Passer à Microsoft 365 est devenu une évidence pour beaucoup de TPE et PME : plus de serveur de messagerie à maintenir, un accès aux fichiers depuis n'importe où, des outils collaboratifs inclus. La bascule elle-même est techniquement bien rodée. Ce qui pose problème, ce sont les décisions prises en amont, souvent trop vite, et dont les conséquences n'apparaissent que plus tard.
Voici les sept erreurs que je rencontre le plus souvent sur le terrain.
1. Choisir la licence au prix, pas à l'usage
C'est l'erreur la plus fréquente et la plus coûteuse sur la durée. Business Basic est la formule la moins chère, donc elle attire. Sauf qu'elle ne comprend pas les applications Office installées sur le poste : vos utilisateurs travaillent uniquement dans le navigateur. Pour un commercial qui vit dans Excel, c'est intenable, et vous vous retrouvez à racheter des licences trois mois plus tard.
À l'inverse, généraliser Business Premium sur tout l'effectif alors que seuls les postes sensibles en ont besoin fait exploser le budget. Le bon réflexe est de segmenter : la formule adaptée par profil d'usage, pas une formule unique pour tout le monde.
2. Croire que Microsoft sauvegarde vos données
C'est le point le plus mal compris de tout Microsoft 365, et le plus dangereux. Microsoft garantit la disponibilité de son service, pas la récupération de vos données. Un fichier supprimé par erreur, un ransomware qui chiffre votre SharePoint, un salarié qui vide sa boîte avant de partir : la corbeille retient les éléments un temps limité, puis c'est perdu définitivement.
Une solution de sauvegarde tierce dédiée à Microsoft 365 n'est pas une option de confort, c'est la contrepartie normale du fait d'avoir confié toutes vos données à un service externe.
3. Bâcler la bascule DNS
Le basculement des enregistrements MX est l'instant critique de toute migration. Fait un mardi à 10h, il vous garantit des e-mails perdus et un standard saturé.
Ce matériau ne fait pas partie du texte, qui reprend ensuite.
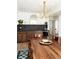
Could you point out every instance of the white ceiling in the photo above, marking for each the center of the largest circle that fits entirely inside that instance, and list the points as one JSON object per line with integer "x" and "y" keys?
{"x": 36, "y": 6}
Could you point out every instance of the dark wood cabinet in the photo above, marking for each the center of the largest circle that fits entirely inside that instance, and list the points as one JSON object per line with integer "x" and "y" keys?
{"x": 21, "y": 37}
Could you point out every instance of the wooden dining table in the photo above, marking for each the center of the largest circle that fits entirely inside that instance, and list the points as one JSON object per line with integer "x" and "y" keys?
{"x": 40, "y": 51}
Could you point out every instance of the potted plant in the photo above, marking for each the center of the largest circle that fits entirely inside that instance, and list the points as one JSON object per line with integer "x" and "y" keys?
{"x": 20, "y": 21}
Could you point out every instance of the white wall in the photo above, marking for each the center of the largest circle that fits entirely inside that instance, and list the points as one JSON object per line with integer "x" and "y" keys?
{"x": 27, "y": 20}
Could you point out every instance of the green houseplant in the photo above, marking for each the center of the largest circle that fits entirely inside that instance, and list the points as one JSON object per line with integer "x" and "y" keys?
{"x": 20, "y": 21}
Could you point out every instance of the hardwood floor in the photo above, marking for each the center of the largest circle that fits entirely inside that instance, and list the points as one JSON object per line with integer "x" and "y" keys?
{"x": 46, "y": 52}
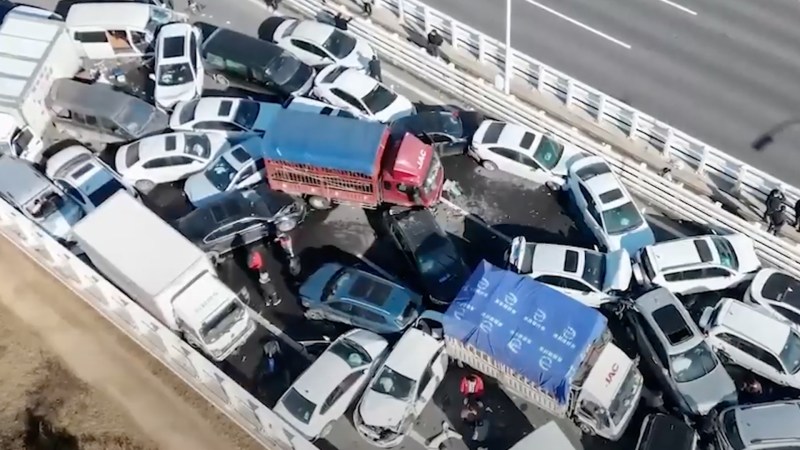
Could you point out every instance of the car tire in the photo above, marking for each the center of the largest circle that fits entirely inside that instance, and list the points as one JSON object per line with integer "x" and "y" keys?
{"x": 313, "y": 315}
{"x": 319, "y": 203}
{"x": 144, "y": 186}
{"x": 221, "y": 80}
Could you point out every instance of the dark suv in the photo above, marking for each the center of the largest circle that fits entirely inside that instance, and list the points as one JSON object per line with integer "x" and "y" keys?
{"x": 433, "y": 256}
{"x": 242, "y": 61}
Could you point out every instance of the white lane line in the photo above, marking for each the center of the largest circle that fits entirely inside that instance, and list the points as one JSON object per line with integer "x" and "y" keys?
{"x": 679, "y": 7}
{"x": 579, "y": 24}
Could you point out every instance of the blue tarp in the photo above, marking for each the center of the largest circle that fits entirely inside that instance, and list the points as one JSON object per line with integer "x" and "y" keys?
{"x": 324, "y": 141}
{"x": 525, "y": 325}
Fait un vendredi soir ou un samedi matin, avec les historiques déjà transférés en amont et une durée de vie DNS abaissée plusieurs jours avant, il passe inaperçu.
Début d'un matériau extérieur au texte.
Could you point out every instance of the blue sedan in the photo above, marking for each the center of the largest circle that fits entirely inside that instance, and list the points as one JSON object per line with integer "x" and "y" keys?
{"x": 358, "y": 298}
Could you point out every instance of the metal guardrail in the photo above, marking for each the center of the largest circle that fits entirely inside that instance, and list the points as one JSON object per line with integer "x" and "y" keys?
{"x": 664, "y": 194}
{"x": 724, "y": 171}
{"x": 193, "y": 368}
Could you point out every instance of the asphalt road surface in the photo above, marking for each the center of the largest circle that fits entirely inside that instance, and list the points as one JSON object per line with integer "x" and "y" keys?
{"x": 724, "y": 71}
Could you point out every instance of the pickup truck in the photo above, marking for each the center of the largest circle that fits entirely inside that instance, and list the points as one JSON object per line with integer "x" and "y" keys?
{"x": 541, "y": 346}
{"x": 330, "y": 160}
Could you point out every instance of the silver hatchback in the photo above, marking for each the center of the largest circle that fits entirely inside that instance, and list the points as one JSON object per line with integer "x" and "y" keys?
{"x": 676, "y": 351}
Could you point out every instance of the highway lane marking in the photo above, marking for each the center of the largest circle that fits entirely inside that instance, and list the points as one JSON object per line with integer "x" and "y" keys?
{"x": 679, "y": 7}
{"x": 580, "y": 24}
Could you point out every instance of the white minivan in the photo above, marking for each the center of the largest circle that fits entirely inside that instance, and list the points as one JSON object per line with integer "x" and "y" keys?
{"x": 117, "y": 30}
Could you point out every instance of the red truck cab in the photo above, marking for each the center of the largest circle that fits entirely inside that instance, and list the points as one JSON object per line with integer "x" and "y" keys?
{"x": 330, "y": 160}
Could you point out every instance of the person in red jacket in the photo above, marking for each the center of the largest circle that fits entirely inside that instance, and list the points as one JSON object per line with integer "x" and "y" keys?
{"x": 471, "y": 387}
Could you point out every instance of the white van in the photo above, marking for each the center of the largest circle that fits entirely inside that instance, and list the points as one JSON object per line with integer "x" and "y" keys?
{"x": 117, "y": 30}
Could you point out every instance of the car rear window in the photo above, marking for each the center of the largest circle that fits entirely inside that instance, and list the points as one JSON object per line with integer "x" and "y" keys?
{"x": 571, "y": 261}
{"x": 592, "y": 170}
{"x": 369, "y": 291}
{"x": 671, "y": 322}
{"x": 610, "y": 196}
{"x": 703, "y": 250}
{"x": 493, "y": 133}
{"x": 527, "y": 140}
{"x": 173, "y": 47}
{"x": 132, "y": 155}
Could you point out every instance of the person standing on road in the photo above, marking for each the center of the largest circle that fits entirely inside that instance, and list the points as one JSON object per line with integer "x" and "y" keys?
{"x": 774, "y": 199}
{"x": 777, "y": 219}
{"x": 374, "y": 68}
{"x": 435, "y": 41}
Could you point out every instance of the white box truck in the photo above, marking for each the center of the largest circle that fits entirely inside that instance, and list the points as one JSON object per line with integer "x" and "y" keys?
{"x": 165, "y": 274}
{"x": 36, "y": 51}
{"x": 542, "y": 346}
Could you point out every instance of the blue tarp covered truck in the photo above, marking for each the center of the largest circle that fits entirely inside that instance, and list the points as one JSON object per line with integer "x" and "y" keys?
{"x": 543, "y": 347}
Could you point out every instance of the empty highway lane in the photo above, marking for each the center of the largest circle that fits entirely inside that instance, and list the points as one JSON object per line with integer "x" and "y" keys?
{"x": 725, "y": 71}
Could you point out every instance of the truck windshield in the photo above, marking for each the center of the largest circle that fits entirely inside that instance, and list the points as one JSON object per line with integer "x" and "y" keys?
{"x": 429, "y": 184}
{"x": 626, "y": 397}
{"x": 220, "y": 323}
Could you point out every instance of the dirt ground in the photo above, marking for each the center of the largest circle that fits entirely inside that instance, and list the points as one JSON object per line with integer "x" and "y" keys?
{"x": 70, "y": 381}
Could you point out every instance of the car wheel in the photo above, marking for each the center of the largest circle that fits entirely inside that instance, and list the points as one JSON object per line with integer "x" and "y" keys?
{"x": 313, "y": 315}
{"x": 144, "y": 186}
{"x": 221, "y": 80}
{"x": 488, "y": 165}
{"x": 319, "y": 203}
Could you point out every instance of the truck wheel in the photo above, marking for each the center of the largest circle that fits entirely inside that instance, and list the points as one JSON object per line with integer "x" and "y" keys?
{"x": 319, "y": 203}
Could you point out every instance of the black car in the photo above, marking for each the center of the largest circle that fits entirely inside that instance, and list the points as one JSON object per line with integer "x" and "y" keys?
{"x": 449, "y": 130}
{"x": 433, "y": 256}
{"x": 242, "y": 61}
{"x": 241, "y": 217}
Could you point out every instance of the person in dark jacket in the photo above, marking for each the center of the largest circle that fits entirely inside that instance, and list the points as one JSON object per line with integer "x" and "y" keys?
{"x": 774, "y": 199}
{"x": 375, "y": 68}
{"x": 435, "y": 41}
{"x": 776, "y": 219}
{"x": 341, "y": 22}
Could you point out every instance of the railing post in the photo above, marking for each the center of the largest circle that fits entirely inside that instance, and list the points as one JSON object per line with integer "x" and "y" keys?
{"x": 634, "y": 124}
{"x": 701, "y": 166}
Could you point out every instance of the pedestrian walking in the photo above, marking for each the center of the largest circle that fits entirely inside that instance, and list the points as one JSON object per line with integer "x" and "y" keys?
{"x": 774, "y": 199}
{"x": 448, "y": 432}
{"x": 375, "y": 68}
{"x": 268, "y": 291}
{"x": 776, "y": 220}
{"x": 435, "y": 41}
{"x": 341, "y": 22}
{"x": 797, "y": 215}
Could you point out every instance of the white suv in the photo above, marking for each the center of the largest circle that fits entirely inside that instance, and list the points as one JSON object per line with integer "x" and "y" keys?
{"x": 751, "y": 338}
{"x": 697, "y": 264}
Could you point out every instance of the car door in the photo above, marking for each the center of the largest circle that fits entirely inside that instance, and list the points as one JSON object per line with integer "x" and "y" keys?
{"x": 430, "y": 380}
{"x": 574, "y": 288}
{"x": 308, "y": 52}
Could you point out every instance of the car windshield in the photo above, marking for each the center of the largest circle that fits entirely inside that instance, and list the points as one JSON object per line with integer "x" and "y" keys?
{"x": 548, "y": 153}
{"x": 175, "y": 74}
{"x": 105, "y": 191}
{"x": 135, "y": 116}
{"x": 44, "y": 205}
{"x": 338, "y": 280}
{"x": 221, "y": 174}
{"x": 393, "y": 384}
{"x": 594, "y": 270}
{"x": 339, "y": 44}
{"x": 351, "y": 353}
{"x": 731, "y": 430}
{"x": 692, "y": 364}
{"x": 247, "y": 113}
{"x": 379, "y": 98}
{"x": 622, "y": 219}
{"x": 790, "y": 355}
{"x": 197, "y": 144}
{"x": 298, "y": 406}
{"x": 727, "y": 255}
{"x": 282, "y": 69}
Dans la foulée, les enregistrements SPF, DKIM et DMARC doivent être reconfigurés. Les oublier, c'est voir vos e-mails partir en indésirable chez vos clients pendant des semaines, sans comprendre pourquoi.
4. Migrer les fichiers sans repenser l'arborescence
Recopier tel quel un serveur de fichiers vieux de quinze ans dans SharePoint revient à déménager sans faire de tri. Vous transportez les doublons, les dossiers abandonnés, les arborescences à douze niveaux et les noms de fichiers avec des caractères que SharePoint refuse.
Une migration est le seul moment où une entreprise accepte de revoir son organisation documentaire. C'est aussi le moment de décider ce qui va dans OneDrive, ce qui va dans SharePoint et ce qui reste local.
5. Laisser les comptes sans authentification multifacteur
Une fois vos données dans le cloud, un simple mot de passe volé donne accès à toute votre messagerie et à vos fichiers, depuis n'importe où dans le monde. Les campagnes de phishing visant les identifiants Microsoft 365 sont aujourd'hui parmi les plus actives, précisément parce que le gain est énorme.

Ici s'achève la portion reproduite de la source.